Interdisciplinarity and research

Resumo:

O artigo trata em um primeiro plano da temática da interdisciplina-ridade, tendo como foco de análise as questões vinculadas ao tempo e às novas tecnologias. Em um segundo plano, a questão seria o espaço da interdisciplinaridade na atual organização universitária. Poderíamos pensar que na organização universitária construída no passado caberia uma inovação inédita, descolada da concepção especializada?

Palavras-chave:
Interdisciplinaridade; Especialização; Tecnologia

Abstract:

The article analyzes in a first step the theme of interdisciplinarity, focusing the issues of time and new technologies. On a second moment, the article analyzes the connections between the interdisciplinary spaces in the current form of organization of the university. Is the contemporary structure of the university, grown up on a specialization basis, able to conduct itself an unprecedented renovation guided by the interdisciplinary cooperation, detached from its traditional specialist premise?

Keywords:
Interdisciplinarity; Specialization; Technologies

Preliminares

Um dos ecos das tecnologias contemporâneas pode ser antevisto no domínio da complexidade que demanda interpretações que perpassem explicações dadas por um único campo de conhecimento. A pesquisa interdisciplinar ocupa um espaço onde aparece todo um movimento de ideias que não estão vinculadas unicamente à proporcionalidade e à perspectiva, próprias de campos especializados do conhecimento. A pesquisa vinculada a uma concepção interdisciplinar deve estar em sintonia com a ideia de uma academia preocupada com questões que ultrapassam a visão da pesquisa especializada. A abertura ao diálogo, a quebra de barreira entre os diversos campos do saber deveria pautar o papel das universidades no mundo atual, o qual, como diz Paul Virilio (1993), vive sob o equilíbrio do ciclista.

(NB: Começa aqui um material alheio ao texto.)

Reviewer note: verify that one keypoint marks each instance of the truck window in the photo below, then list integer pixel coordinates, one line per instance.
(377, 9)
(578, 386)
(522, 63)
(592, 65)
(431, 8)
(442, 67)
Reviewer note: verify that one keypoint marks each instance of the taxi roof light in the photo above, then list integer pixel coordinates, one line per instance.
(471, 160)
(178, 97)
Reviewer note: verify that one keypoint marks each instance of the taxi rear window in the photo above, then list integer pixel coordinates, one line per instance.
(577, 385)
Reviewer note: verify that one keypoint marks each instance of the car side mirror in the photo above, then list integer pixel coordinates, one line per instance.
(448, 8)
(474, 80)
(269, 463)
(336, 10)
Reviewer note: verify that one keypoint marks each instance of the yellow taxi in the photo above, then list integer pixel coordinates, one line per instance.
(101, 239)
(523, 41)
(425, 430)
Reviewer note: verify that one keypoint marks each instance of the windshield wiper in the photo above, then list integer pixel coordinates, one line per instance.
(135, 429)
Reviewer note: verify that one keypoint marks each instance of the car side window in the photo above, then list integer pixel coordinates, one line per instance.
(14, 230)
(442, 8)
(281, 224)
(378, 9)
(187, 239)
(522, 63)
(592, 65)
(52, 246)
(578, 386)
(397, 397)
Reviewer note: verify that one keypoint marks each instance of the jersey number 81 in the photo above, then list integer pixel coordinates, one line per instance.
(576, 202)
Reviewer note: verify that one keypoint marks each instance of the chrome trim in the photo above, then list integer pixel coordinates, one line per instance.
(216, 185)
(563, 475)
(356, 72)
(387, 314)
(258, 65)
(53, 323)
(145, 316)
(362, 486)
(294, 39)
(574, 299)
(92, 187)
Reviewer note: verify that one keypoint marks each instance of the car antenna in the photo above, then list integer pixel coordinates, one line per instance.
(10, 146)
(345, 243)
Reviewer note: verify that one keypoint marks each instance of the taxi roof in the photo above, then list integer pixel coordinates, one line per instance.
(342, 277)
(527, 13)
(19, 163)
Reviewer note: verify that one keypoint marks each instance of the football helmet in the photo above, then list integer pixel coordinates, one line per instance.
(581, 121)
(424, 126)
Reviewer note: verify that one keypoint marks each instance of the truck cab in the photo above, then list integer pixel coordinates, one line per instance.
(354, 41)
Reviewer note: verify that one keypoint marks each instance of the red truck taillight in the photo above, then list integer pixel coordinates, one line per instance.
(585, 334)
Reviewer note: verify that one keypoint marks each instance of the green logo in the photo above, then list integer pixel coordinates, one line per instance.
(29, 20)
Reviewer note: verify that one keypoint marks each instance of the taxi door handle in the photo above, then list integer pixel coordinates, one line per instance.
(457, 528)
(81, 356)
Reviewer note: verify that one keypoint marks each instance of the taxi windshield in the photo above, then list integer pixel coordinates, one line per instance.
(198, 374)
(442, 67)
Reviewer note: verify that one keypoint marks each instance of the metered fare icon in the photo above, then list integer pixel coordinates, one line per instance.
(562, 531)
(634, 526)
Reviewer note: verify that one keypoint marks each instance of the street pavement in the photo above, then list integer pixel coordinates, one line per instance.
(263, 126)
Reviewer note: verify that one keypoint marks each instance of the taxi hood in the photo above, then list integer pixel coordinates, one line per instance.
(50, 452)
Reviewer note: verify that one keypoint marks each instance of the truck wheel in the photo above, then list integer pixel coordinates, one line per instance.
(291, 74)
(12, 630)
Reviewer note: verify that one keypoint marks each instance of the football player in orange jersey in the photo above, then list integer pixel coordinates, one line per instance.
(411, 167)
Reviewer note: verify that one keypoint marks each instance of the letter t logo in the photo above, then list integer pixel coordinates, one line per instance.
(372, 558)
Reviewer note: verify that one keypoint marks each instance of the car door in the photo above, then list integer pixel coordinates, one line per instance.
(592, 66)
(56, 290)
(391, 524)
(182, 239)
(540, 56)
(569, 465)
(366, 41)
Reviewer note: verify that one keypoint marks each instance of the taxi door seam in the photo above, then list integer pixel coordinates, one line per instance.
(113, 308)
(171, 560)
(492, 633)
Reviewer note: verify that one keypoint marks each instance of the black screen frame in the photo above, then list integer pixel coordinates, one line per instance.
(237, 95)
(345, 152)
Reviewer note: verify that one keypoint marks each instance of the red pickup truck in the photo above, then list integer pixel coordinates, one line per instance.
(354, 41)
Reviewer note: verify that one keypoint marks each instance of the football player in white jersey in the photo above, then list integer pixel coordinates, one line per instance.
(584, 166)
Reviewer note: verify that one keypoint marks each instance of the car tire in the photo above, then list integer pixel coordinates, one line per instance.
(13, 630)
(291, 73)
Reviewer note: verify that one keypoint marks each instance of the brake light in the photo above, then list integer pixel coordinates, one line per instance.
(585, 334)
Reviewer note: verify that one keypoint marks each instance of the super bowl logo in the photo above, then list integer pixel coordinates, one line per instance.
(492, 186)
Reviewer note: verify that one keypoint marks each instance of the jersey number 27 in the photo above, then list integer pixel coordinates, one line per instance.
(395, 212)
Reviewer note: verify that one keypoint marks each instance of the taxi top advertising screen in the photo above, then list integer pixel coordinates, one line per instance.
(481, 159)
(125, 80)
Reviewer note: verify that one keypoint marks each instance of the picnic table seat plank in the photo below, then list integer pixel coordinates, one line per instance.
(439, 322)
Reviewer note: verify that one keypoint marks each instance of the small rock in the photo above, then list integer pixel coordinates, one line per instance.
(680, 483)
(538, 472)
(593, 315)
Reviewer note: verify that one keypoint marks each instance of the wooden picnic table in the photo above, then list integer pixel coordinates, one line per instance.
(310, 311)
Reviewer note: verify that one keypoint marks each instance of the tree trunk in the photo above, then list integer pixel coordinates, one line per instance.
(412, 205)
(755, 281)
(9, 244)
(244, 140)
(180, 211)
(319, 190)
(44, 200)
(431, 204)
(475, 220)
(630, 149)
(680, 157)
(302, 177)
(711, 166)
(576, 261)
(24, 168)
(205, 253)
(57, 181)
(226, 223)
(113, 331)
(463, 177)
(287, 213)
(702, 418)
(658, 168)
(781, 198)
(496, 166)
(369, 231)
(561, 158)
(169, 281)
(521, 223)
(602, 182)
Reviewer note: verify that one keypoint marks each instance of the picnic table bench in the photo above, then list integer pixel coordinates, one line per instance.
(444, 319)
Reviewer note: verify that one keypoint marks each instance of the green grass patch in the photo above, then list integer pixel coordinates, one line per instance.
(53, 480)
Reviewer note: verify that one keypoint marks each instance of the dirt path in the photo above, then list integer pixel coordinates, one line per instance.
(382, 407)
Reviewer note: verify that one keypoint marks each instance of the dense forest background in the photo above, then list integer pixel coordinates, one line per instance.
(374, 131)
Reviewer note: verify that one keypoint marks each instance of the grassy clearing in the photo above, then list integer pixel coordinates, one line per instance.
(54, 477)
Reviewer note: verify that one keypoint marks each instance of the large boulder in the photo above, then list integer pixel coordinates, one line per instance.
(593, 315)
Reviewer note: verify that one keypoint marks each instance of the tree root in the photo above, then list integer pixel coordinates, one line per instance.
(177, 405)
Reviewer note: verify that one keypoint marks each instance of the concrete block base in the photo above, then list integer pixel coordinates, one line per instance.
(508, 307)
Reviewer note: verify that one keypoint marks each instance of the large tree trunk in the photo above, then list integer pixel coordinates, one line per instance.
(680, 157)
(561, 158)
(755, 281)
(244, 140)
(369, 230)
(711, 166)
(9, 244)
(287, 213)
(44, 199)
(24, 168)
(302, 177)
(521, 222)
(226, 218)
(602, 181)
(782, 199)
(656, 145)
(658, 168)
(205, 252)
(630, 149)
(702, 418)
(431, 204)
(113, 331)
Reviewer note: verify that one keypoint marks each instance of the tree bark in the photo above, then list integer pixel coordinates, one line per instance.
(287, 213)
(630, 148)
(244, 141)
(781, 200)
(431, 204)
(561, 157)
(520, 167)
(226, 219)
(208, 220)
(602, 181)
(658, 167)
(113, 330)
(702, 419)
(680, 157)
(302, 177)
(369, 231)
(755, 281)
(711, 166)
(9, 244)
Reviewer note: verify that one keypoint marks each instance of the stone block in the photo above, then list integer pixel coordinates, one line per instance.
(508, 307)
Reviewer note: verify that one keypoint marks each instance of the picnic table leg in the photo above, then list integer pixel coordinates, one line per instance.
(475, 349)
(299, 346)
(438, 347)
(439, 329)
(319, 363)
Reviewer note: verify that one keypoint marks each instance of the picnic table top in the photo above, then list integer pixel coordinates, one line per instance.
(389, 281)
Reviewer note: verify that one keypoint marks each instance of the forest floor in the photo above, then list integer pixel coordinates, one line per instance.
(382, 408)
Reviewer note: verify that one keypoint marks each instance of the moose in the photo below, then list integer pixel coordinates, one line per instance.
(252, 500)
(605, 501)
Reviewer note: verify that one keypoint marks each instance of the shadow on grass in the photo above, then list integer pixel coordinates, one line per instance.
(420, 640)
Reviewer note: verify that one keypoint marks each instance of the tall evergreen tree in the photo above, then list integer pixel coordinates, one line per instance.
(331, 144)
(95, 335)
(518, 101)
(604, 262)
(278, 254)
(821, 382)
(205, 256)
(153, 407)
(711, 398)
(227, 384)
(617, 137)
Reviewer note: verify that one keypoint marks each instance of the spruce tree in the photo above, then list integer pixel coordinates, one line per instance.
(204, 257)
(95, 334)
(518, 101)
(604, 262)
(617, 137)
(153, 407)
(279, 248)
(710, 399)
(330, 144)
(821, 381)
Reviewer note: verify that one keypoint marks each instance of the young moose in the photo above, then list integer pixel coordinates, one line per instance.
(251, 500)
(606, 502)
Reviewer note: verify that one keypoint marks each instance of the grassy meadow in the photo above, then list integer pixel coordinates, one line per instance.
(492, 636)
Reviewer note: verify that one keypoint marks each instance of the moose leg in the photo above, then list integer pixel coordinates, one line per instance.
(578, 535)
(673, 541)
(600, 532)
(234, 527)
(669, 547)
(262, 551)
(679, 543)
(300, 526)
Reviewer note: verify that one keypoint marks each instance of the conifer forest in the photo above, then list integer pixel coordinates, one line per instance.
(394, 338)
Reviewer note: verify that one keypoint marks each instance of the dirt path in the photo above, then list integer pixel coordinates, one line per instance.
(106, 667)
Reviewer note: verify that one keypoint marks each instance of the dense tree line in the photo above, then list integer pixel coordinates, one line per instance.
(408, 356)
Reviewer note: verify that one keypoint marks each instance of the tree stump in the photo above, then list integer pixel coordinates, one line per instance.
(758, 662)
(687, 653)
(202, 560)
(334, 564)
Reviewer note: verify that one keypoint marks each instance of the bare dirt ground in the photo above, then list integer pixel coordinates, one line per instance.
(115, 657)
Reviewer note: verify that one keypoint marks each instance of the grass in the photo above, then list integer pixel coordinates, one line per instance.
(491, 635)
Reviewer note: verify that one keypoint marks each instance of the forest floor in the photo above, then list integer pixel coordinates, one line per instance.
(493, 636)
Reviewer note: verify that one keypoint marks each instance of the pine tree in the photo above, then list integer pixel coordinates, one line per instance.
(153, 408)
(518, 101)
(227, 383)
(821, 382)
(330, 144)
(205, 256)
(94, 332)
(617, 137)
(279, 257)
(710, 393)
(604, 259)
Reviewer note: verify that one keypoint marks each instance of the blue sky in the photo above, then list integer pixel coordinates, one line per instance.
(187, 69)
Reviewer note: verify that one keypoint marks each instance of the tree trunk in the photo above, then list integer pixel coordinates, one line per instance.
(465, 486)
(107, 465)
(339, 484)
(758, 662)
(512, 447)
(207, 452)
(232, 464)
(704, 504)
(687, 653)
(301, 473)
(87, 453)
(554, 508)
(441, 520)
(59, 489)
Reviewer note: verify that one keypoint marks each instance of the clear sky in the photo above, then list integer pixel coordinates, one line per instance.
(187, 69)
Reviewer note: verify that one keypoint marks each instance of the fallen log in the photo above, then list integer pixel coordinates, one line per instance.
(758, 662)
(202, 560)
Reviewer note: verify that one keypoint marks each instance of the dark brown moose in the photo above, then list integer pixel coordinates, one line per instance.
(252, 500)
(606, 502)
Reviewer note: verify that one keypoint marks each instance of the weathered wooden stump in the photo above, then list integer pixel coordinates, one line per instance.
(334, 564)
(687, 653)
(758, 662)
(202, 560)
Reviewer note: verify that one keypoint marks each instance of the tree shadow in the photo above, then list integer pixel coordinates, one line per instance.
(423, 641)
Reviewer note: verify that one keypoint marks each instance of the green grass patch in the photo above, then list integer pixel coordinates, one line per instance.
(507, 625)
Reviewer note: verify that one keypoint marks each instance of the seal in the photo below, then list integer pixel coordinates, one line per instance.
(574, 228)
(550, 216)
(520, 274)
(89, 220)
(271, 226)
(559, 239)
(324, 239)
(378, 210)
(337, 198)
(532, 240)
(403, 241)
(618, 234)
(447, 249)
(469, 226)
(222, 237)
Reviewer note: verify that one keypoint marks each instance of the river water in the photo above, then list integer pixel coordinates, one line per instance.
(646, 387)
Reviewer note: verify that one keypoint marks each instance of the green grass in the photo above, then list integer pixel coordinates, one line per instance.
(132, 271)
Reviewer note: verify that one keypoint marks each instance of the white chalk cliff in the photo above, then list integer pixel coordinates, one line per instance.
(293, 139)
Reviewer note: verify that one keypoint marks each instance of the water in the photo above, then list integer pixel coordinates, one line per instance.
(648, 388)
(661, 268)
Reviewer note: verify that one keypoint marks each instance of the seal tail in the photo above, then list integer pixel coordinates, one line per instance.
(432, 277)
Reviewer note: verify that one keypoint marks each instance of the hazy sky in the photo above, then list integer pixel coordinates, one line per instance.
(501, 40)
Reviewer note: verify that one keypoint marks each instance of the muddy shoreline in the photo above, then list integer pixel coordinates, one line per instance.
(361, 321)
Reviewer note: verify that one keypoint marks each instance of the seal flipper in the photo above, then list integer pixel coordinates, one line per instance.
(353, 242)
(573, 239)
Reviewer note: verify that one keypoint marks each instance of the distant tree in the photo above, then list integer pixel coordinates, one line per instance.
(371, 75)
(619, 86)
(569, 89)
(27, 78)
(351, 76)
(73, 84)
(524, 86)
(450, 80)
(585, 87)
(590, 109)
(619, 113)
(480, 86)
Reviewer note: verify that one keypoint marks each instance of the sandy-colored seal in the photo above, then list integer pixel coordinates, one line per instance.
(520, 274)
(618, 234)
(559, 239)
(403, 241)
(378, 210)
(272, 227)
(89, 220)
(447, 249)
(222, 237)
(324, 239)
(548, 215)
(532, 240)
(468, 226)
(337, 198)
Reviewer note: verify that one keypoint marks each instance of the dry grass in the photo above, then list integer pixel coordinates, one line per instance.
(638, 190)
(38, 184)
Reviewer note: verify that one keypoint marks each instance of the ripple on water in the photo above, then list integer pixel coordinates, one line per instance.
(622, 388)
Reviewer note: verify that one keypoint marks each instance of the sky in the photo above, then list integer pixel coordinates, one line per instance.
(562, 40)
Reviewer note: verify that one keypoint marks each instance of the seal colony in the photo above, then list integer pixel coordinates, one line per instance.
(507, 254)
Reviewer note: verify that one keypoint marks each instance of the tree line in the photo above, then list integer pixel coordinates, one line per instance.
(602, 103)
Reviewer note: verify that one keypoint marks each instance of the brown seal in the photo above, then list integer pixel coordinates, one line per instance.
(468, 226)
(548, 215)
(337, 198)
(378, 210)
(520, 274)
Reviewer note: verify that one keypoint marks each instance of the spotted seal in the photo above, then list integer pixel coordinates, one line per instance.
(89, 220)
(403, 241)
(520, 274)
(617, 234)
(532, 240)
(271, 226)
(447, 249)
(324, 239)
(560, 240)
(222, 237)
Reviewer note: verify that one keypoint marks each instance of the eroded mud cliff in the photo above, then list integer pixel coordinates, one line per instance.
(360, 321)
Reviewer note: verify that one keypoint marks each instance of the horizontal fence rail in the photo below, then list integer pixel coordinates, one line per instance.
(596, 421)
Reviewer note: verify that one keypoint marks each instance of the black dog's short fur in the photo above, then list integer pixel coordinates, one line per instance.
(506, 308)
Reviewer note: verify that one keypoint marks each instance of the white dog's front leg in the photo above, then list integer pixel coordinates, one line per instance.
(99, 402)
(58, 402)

Há uma questão fundamental a ser analisada: qual seria o espaço da interdisciplinaridade da atual organização universitária? Poderíamos pensar que na organização universitária construída no passado caberia uma inovação inédita, descolada da concepção especializada? Nesse aspecto a contribuição de Bhabha (1994BHABHA, Homi, K. O local da cultura. Belo Horizonte: Editora da UFMG, 1994., p. 304) parece importante. Relendo análises de Jameson, o autor chama a atenção, por exemplo, para “as superfícies simulacrais das instituições em geral e da mídia ou [para aquelas] práticas da indústria cultural que produzem investimentos libidinais de caráter mais narrativo”. O desafio, então, estaria em redefinir a relação do passado (continuidade), com um presente disjuntivo: encenando o passado como mito, memória, história, uma temporalidade interativa que reinscreve as “lições do passado” na textualidade do presente.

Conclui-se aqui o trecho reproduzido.